Und der Herr redete mit Mose und sprach: Dies ist das Gesetz über den Aussetzigen, wenn er gereinigt werden soll. Man soll ihn zum Priester bringen. Und der Priester soll aus dem Lager gehen und feststellen, dass die kranke Stelle am aussätzigen Heil geworden ist.

Levitikus 14:14

Und der Priester soll von dem Blut des Schuldopfers nehmen und es dem, der sich reinigt, auf das Läppchen des rechten Ohres tun und auf den Daumen seiner rechten Hand und auf die großen Zehen seines rechten Fußes tun.

Weitere Referenzen

  • Galater 6:1
  • Markus 1
  • Matthäus 11:28

Praktische Anwendung (4)

  • 1 Erlaube anderen, in dein Leben hineinzusprechen: Finde Menschen in deinem Leben (Ehepartner, Freunde, Pastor), die dir zeigen dürfen, wo Sünde in deinem Leben ist. Sei bereit, Korrektur anzunehmen, so wie der Priester im Alten Testament die Unreinheit feststellte.
  • 2 Sprich Sünde im Leben anderer an: Als Teil des allgemeinen Priestertums haben wir die Aufgabe, einander zu helfen.

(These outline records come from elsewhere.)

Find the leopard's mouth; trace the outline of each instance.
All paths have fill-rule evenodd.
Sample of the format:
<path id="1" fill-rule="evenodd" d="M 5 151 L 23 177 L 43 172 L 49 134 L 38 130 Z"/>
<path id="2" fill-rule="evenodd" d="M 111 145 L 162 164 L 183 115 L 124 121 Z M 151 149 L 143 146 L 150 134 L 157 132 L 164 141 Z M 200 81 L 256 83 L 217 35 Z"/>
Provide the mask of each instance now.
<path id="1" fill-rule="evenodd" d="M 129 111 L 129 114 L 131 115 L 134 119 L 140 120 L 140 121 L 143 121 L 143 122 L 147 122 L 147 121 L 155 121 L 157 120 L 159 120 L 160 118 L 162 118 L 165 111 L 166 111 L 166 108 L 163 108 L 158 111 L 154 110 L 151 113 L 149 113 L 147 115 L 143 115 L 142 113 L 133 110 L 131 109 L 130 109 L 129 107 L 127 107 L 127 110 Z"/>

Wenn du Sünde im Leben eines Bruders oder einer Schwester siehst, gehe hin und sprich es in Liebe an, nicht um zu verurteilen, sondern zur Wiederherstellung.
  • 3 Komm zum Kreuz und bekenne deine Schuld: Warte nicht auf morgen. Bekenne heute deine Sünde vor Jesus und lass dich von ihm reinigen. Jesus hat den Sieg bereits errungen - du musst nicht alleine mit deiner Last kämpfen. Gott will Wiederherstellung und Gemeinschaft mit dir.
  • 4 Nimm Sünde ernst, aber verharmlose sie nicht: Die Gemeinde soll ein Krankenhaus sein, kein krankes Haus. Wir helfen einander mit unseren Nöten, aber tolerieren keine unbußfertige Sünde. Sünde trennt von Gott und voneinander und muss ernst genommen werden.